No caso, um texto pessoal impressionista, com incômodo nariz de cera, mas um ótimo diferencial do noticiário da grande mídia: um cara contando que a cidade inglesa em que viveu, Dewsbury, tem o inacreditável poder de atrair tragédias. Foram vários os casos Isabella Nardoni no município. O mais recente (nem tão fresco assim, é do início de fevereiro…) é citado en passant pelo autor no oitavo parágrafo.

No dia em que as autoridades do Banco Mundial previram que a incontrolável alta dos preços dos alimentos vai provocar guerra e fome no mundo (NOTA: eram as manchetes de CNN e BBC por toda tarde/noite/madrugada deste domingo para segunda), não havia uma única notícia relacionada ao tema na trincheira do Ohmynews.

Tudo bem, se a missão da experiência é deixar de lado o hard news e incentivar sides ou análises.
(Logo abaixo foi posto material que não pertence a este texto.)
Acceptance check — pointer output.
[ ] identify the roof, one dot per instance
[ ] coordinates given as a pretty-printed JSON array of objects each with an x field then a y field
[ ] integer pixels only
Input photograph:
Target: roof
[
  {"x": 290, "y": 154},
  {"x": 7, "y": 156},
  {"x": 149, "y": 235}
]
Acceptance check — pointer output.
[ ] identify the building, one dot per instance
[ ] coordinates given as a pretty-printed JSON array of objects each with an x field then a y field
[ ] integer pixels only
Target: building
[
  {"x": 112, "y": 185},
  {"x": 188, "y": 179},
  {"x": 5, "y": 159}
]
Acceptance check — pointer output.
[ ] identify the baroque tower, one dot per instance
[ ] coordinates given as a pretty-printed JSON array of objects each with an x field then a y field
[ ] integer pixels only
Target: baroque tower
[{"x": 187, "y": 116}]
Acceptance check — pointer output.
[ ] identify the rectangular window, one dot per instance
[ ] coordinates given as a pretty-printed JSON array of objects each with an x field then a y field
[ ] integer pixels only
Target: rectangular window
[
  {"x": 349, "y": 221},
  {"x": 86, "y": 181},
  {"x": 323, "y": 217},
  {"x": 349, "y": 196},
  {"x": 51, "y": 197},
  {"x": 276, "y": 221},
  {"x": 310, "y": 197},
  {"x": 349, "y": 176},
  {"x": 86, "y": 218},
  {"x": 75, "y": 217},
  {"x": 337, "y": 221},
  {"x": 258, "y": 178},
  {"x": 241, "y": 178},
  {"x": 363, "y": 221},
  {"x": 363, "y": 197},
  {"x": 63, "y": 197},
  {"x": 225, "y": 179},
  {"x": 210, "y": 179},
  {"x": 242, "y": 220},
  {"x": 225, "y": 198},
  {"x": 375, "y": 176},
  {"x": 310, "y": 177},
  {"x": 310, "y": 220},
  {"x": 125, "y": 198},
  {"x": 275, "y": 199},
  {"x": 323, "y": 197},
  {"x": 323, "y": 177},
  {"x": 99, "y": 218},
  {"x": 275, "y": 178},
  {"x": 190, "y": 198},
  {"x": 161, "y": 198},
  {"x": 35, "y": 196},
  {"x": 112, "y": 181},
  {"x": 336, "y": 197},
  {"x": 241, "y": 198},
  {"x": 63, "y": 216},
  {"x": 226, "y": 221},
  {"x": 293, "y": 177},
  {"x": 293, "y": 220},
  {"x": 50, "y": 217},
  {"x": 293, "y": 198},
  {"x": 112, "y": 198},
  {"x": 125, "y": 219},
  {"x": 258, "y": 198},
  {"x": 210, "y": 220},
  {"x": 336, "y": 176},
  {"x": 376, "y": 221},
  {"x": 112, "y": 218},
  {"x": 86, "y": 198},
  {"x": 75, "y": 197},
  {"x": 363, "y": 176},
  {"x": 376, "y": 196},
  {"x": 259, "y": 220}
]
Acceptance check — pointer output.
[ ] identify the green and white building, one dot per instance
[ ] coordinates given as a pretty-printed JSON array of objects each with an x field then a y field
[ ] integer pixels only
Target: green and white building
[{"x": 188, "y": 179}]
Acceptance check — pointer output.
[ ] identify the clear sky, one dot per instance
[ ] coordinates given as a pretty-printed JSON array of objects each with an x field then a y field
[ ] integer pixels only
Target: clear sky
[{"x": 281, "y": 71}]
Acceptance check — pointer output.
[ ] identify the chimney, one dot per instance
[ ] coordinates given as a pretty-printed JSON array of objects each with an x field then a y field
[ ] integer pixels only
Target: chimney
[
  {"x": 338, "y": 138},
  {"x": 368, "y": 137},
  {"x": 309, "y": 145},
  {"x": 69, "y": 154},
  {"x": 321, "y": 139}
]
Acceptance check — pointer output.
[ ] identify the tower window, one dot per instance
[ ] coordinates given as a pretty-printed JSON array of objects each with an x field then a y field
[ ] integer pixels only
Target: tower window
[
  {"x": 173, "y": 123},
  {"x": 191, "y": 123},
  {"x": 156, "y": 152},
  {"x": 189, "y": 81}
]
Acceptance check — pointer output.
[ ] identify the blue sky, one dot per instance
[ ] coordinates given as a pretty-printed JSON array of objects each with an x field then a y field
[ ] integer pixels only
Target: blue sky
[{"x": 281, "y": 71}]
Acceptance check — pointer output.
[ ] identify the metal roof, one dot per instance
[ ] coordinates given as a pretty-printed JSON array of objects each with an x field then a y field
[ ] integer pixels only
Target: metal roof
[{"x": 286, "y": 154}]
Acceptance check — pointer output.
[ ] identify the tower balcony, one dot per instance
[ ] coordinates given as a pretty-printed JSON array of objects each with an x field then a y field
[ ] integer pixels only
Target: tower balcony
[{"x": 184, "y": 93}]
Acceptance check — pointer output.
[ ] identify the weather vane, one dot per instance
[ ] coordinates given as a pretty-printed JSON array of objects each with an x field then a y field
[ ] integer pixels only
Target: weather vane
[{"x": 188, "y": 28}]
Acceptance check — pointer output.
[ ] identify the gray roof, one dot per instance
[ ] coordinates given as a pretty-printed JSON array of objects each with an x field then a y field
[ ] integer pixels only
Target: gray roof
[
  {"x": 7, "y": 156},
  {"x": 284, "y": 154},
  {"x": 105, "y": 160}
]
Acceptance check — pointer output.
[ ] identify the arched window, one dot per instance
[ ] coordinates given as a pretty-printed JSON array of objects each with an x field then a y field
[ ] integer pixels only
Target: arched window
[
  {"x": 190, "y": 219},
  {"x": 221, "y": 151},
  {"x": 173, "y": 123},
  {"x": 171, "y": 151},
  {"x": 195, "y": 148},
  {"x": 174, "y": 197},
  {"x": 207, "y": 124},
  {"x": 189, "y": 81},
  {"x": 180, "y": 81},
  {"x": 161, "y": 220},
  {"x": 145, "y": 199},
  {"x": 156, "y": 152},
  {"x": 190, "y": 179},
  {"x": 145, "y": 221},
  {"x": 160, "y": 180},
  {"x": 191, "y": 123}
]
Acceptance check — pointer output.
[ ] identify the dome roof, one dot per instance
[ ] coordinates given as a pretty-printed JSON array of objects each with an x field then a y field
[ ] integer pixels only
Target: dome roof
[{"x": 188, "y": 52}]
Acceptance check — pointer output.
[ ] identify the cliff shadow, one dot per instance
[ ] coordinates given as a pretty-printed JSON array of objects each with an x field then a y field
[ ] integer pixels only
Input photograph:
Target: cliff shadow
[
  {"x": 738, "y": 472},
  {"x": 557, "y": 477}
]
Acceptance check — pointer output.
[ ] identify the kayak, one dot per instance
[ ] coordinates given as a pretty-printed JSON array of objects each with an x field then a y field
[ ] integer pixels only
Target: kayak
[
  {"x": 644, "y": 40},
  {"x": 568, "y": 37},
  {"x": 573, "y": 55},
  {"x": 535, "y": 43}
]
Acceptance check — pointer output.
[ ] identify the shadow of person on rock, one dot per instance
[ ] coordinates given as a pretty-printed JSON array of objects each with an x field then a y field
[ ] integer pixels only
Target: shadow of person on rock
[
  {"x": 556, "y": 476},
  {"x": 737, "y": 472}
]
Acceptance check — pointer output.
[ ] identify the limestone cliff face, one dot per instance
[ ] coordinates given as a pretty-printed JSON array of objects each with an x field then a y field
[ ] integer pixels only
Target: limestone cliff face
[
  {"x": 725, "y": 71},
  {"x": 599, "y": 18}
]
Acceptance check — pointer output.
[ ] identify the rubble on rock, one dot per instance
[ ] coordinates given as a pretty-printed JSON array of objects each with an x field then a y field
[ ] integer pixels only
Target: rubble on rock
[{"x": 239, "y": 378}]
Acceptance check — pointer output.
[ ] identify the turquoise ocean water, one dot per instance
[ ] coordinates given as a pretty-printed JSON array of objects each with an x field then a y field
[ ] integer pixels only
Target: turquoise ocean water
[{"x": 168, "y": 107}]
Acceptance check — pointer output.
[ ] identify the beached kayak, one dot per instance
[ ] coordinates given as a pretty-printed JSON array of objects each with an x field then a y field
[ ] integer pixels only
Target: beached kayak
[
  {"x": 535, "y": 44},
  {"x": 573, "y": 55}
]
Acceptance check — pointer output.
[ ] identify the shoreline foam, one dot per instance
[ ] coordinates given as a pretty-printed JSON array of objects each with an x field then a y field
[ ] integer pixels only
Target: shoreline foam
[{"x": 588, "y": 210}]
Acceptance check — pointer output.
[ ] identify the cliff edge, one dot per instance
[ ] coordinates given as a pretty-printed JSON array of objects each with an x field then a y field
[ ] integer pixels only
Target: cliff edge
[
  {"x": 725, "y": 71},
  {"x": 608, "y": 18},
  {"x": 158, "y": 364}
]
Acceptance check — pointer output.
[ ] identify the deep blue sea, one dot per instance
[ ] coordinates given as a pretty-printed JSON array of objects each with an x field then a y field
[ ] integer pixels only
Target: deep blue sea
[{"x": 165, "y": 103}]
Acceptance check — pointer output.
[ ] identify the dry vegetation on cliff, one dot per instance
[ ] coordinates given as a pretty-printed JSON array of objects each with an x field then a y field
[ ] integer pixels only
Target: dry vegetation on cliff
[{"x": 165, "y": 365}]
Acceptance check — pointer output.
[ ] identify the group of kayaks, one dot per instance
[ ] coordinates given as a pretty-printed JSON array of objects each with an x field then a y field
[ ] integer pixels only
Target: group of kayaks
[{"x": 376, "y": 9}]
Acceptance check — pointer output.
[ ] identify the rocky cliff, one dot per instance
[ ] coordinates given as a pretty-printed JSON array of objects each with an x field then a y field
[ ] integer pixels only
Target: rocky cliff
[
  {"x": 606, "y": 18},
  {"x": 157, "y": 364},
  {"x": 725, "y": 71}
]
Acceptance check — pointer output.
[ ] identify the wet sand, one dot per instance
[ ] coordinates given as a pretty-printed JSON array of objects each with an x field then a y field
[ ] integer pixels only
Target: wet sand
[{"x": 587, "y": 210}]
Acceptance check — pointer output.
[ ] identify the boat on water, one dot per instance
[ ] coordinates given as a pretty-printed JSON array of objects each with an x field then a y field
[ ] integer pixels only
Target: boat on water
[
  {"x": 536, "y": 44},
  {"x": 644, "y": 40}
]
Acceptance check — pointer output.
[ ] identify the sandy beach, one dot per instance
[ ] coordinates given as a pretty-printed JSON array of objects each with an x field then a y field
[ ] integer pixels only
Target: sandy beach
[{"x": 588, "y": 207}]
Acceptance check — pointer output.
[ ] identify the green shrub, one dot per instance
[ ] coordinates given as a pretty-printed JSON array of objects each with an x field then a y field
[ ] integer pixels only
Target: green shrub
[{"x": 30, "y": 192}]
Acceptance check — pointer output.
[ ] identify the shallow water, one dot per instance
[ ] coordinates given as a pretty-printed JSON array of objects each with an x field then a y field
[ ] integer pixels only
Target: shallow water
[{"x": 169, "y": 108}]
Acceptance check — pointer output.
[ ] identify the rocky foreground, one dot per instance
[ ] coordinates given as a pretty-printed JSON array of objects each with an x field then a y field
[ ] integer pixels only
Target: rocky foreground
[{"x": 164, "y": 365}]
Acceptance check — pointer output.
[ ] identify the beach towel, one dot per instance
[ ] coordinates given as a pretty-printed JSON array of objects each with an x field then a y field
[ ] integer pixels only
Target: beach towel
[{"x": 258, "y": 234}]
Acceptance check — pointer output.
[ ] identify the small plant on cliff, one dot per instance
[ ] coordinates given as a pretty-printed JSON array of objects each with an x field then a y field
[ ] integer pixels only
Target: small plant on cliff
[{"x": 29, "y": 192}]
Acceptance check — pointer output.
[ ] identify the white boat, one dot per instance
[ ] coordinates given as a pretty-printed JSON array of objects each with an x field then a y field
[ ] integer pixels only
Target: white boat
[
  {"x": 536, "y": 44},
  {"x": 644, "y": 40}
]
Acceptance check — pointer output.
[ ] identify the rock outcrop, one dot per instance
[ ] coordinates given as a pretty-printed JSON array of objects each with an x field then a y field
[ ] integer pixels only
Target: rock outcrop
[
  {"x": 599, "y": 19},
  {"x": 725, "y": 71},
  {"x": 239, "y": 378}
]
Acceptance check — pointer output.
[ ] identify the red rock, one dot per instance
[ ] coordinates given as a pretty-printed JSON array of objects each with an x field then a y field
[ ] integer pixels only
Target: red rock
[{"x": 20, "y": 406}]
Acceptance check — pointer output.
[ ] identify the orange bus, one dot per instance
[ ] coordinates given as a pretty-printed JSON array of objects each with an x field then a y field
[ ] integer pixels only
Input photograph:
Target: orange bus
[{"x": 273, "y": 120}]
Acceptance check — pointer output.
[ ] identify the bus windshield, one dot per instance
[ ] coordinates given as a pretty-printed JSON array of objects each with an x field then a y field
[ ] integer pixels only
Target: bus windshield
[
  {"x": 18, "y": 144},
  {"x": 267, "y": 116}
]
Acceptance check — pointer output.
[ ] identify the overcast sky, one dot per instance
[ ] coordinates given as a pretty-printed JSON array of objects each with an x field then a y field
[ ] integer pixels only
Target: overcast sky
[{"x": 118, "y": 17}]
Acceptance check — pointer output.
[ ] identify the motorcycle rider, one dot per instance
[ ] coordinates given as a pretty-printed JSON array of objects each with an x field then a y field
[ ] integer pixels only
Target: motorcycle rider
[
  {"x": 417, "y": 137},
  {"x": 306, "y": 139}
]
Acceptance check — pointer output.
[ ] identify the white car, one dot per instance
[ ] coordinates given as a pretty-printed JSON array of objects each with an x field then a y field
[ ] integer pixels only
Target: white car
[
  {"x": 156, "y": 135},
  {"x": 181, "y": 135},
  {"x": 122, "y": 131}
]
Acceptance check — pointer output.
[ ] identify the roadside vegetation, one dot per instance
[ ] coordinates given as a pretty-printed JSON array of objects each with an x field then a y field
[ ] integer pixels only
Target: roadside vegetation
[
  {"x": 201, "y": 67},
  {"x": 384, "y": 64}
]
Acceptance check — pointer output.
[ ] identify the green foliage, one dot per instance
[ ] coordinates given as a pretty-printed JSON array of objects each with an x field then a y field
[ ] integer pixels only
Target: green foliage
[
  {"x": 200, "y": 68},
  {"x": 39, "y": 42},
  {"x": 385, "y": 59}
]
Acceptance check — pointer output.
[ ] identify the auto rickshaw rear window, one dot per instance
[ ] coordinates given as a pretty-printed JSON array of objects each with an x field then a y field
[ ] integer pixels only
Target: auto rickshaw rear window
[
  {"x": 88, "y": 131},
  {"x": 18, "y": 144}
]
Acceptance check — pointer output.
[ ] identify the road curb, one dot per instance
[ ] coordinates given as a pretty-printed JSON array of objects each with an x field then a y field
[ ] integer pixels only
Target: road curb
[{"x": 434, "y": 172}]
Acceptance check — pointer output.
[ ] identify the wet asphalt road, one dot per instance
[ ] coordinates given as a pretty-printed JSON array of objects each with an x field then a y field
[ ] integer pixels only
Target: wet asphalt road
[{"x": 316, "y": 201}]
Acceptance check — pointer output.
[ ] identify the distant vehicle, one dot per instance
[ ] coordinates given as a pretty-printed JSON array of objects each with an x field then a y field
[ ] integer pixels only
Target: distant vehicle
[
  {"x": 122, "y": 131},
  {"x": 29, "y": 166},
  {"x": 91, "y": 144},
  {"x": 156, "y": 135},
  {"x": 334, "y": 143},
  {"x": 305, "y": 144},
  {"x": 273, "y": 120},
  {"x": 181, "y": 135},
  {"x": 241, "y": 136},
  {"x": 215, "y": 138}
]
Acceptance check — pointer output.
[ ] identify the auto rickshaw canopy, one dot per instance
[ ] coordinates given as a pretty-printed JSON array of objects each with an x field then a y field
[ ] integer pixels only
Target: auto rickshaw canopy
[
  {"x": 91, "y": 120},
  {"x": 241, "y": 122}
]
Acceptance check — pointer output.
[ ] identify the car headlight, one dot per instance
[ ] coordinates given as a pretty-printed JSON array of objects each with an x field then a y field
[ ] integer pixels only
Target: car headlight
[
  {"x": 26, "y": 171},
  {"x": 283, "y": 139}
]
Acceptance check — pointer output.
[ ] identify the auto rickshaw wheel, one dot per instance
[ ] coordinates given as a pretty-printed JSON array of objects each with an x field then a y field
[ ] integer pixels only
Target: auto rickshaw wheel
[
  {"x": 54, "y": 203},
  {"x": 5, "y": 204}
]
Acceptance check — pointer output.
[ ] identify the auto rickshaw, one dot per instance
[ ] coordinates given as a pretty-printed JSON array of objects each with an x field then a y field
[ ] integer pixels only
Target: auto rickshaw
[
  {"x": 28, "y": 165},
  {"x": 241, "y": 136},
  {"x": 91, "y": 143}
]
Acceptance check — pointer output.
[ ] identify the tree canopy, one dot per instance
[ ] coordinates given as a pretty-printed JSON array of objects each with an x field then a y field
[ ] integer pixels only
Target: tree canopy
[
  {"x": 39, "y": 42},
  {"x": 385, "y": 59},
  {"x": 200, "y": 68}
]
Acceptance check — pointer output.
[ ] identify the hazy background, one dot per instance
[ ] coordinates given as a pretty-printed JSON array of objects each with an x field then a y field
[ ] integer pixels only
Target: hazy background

Mas um passeio aleatório a outro setor do site, o canal de esportes, faz a incongruência saltar os olhos. É o caso do texto que conta as vitórias de Serena Williams e Nikolay Davidenko no Masters de Miami _ainda por cima publicado três dias após o fim do torneio.

Ou o relato da partida Colo Colo x Boca Juniors, com direito a descrição de lances e ficha técnica, tal qual centenas de outros produzidos pela grande mídia no mesmo dia.

Peralá: mas a colaboração é ou não é de hard news? É o que o usuário quiser, então? Cadê a mediação?

Aos experimentos pro-am de jornalismo colaborativo falta uma figura indispensável à tarefa profissional de coletar/filtrar/divulgar dados: a pauta, o roteiro de temas de interesse premente.

Um projeto que contemple a seleção de temas semanais/diários a serem abraçados pelos colaboradores, dentro de suas possibilidades, é factível. Quem não puder se comprometer a fazer, que não manifeste o desejo de desenvolver um texto. Agindo antes, os mediadores poderão obter resultados melhores.

De cara, isso é a solução para a vontade incontrolável de vestir um cachecol ao abrir sites como Ohmynews ou Brasilwiki, quase sempre dissociados do dia-a-dia em suas manchetes (mas, em suas listas de notícias, reféns dele).

E o papo ainda nem chegou à catastrófica colaboração oferecida pelos portais noticiosos.